An inherent limitation of videostroboscopy and trying to use GAW analysis is that not all patients have a perfect examination. Some patients will have tilting of the epiglottis that obscures the anterior commissure, while others have arytenoid hooding that obscures the posterior commissure. This makes it necessary to manually edit the edge tracking by eye to make the images useful for extraction of the GAW waveform. Even with this intervention, one can see on the GAW waveform that there are some irregularities in the smoothness of the waveform. This is one of the deficiencies of GAW analysis using stroboscopy light illumination as it exists today.
Although objective evaluation is difficult due to the composite nature of video recordings, some authors have tried to use the strobe image for quantification [19]. Provided the images are carefully collected and standardized, mucosal wave propagation can be identified for tracking, and some information regarding mucosal pliability can be estimated.

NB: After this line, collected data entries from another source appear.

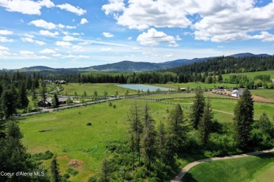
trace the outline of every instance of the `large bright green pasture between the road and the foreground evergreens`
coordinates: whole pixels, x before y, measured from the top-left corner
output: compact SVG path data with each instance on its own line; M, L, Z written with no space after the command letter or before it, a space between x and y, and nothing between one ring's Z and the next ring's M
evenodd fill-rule
M57 153L61 173L65 172L70 160L82 161L84 165L77 168L79 174L71 180L85 181L98 171L101 160L108 155L107 144L126 141L126 117L133 102L135 100L115 101L116 109L102 103L20 118L23 144L30 153L46 150ZM144 108L144 101L137 103L140 109ZM148 104L156 125L160 120L165 123L168 116L166 110L173 106L157 102ZM87 126L86 123L92 125ZM41 130L51 131L39 132Z

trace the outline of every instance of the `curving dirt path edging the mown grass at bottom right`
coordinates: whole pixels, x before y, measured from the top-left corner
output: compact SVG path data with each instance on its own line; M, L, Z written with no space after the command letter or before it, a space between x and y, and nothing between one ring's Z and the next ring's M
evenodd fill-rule
M266 150L266 151L257 151L257 152L252 152L252 153L244 153L241 155L230 155L230 156L226 156L223 158L208 158L208 159L203 159L203 160L197 160L195 162L191 162L190 164L188 164L187 166L185 166L181 172L179 172L179 174L174 178L174 180L171 180L172 182L177 182L180 181L183 176L185 176L185 174L189 171L189 169L191 169L192 167L195 167L196 165L199 165L203 162L209 162L209 161L213 161L213 160L227 160L227 159L235 159L235 158L243 158L243 157L247 157L250 155L259 155L259 154L263 154L263 153L270 153L270 152L274 152L274 148L270 149L270 150Z

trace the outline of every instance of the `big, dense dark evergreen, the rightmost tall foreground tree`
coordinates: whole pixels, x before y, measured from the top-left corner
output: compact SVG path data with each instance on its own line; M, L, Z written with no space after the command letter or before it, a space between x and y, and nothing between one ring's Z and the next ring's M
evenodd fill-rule
M241 99L234 109L234 139L237 147L247 149L254 117L254 103L248 89L242 93Z

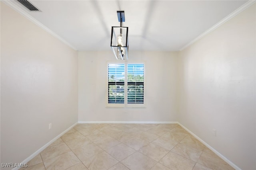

Despite the availability of objective image analysis software, only limited literature supports its use. This is due to imperfect automated image extraction requiring user interaction. Development of new automated image analysis routine is ongoing. For automated analysis, standardized recording of videostroboscopy and laryngeal image analysis algorithms are prerequisites to achieving objective measures of phonatory function before and after surgery [20].
Stroboscopy will continue to be an easy clinical tool useful for evaluation of the patient with dysphonia. With the new generation of high-definition videos and stroboscopy combined with special image filters such as narrow band imaging and florescence imaging, the role of imaging of the vocal fold is continuing to expand. As researchers come to some agreement as to which of the parameters from the stroboscopy image are most relevant in the evaluation of the vocal vibratory function, there is now a robust set of tools that could be applied. What is needed is a set of automated software tools that can assess the video, do preliminary analysis of the quality, and extract key parameters without extensive user input.
Fig. 7. The GAW plot shows the amplitude differences between the right and left fold well and shows the glottal cycle to be mostly in the opening and closing position with a short closed phase.